For many centuries, goats have been one of the most reliable and hardy animals ever to be domesticated by humans. A popular source of meat and milk, goats can breed and thrive in the most unfavorable environments and remain productive for many years. However, as sturdy and robust as these animals are, they also need proper care to protect them against diseases.
Goats, like other animals, can succumb to a number of diseases – some more serious and dangerous than others. As a caretaker, it is your responsibility to be well-informed about the most common issues that affect goats’ health. These include:
Coccidia is a type of goat parasite that lives in the intestinal tract. An infection of coccidia is called coccidiosis and its most common symptoms include bloody, foamy diarrhea and a dry, dull coat. In some cases, symptoms may be absent.

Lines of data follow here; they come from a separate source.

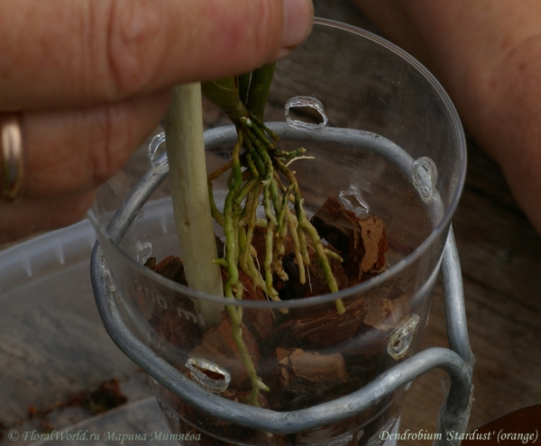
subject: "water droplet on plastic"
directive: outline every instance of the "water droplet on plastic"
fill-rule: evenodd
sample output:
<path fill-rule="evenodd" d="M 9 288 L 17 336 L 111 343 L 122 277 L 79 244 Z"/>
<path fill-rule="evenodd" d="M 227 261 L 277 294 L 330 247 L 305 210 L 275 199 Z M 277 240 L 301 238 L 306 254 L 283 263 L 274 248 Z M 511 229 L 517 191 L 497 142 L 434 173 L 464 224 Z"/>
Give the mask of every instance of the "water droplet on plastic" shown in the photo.
<path fill-rule="evenodd" d="M 225 369 L 203 358 L 188 358 L 186 367 L 189 369 L 190 378 L 213 394 L 221 394 L 231 382 L 231 375 Z"/>
<path fill-rule="evenodd" d="M 387 351 L 394 360 L 399 360 L 408 353 L 415 339 L 419 321 L 420 317 L 414 314 L 404 325 L 397 328 L 390 335 Z"/>
<path fill-rule="evenodd" d="M 361 189 L 355 185 L 350 186 L 349 189 L 341 190 L 338 198 L 344 207 L 355 213 L 358 217 L 366 215 L 370 211 L 370 206 L 362 198 Z"/>
<path fill-rule="evenodd" d="M 156 173 L 169 168 L 169 162 L 167 160 L 166 153 L 162 153 L 161 155 L 156 157 L 158 149 L 163 142 L 165 142 L 165 132 L 162 132 L 161 133 L 158 133 L 156 136 L 154 136 L 149 144 L 149 159 L 151 159 L 152 170 L 154 170 Z"/>
<path fill-rule="evenodd" d="M 103 253 L 101 248 L 97 249 L 97 260 L 99 261 L 99 265 L 100 265 L 104 274 L 105 276 L 110 276 L 111 270 L 109 269 L 109 265 L 107 265 L 107 262 L 105 260 L 105 258 L 104 257 L 104 253 Z"/>
<path fill-rule="evenodd" d="M 141 263 L 145 263 L 152 255 L 152 243 L 150 241 L 137 241 L 135 248 L 137 249 L 135 260 L 139 261 L 139 258 L 141 258 Z"/>
<path fill-rule="evenodd" d="M 428 157 L 422 157 L 413 161 L 411 180 L 425 203 L 430 203 L 436 192 L 437 183 L 437 168 Z"/>
<path fill-rule="evenodd" d="M 291 116 L 291 112 L 296 108 L 312 108 L 319 114 L 319 122 L 317 123 L 307 123 L 300 121 L 299 119 L 294 119 Z M 329 122 L 326 114 L 325 114 L 325 108 L 321 101 L 311 96 L 295 96 L 291 97 L 285 105 L 286 109 L 286 120 L 288 125 L 297 130 L 302 130 L 304 132 L 314 132 L 316 130 L 322 129 Z"/>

Coccidia commonly affects young kids starting at around four months old or even younger. Infected kids often do not grow as fast as expected. If you suspect that some of your young goats are infected, a stool sample examination by a veterinarian will help you make a clear diagnosis. Fortunately, coccidiosis can be treated effectively with medications.
Ketosis is also called pregnancy toxemia. It is a condition that occurs in pregnant does that affect their balance and muscle control. It can also cause depression and lack of appetite. It usually affects does who are overweight or carrying more than one kid.
Ketosis occurs when the doe’s body cannot sufficiently supply the sudden energy demand of a new fetus. The lack of appetite in the mother goat can also exacerbate the condition.
To diagnose the condition, a urine test may be performed to check for high levels of ketone. This toxic by-product increases in the doe’s body when she metabolizes fat too quickly.
The common treatment for ketosis is a daily dose of 2-3 ounces of propylene glycol given twice daily. The doe’s diet must also be monitored carefully so she does not gain too much weight while pregnant. It is also advisable to give the doe 1-2 lbs. of grain with the doe’s regular diet of hay during the last 30 days of her pregnancy.
CAE (Caprine Arthritis Encephalitis)
CAE is a transmissible disease caused by a virus. It is usually passed on by adult goats to young goats by direct contact or through milk by ingestion. This disease is characterized by loss of appetite and rear leg weakness. In time, the infected young goat loses muscle strength in its unused legs and eventually dies.
Among older goats, CAE may manifest as swollen joints, particularly in the knees. It is a slow-developing disease. Sometimes, it can take as long as two years for an infected goat to start having difficulty in controlling its leg functions.
Unfortunately, CAE cannot be treated but it can be prevented. To ensure that young goats are not affected, they should be isolated immediately after they are born and raised on pasteurized goat’s milk. It is also a good idea to buy only goats that are not infected by CAE.
Mastitis is a disease caused by a bacterial infection. It is characterized by swollen and painful mammary glands that are hot to the touch. There may also be some discoloration in the tissue on and around the glands and the infected goat may produce abnormal milk.
Mastitis is usually common among goats that are treated roughly and subjected to unsanitary milking practices. The best preventative measures against mastitis is to ensure that the animal’s udders are washed prior to milking, and treated with teat dips after. Goats must only be handled with clean hands to prevent bacterial contamination. If a goat is infected, veterinary treatment must be sought immediately since mastitis may be caused by different bacteria strains. The disease is fatal or the doe may lose its udder if it remains untreated.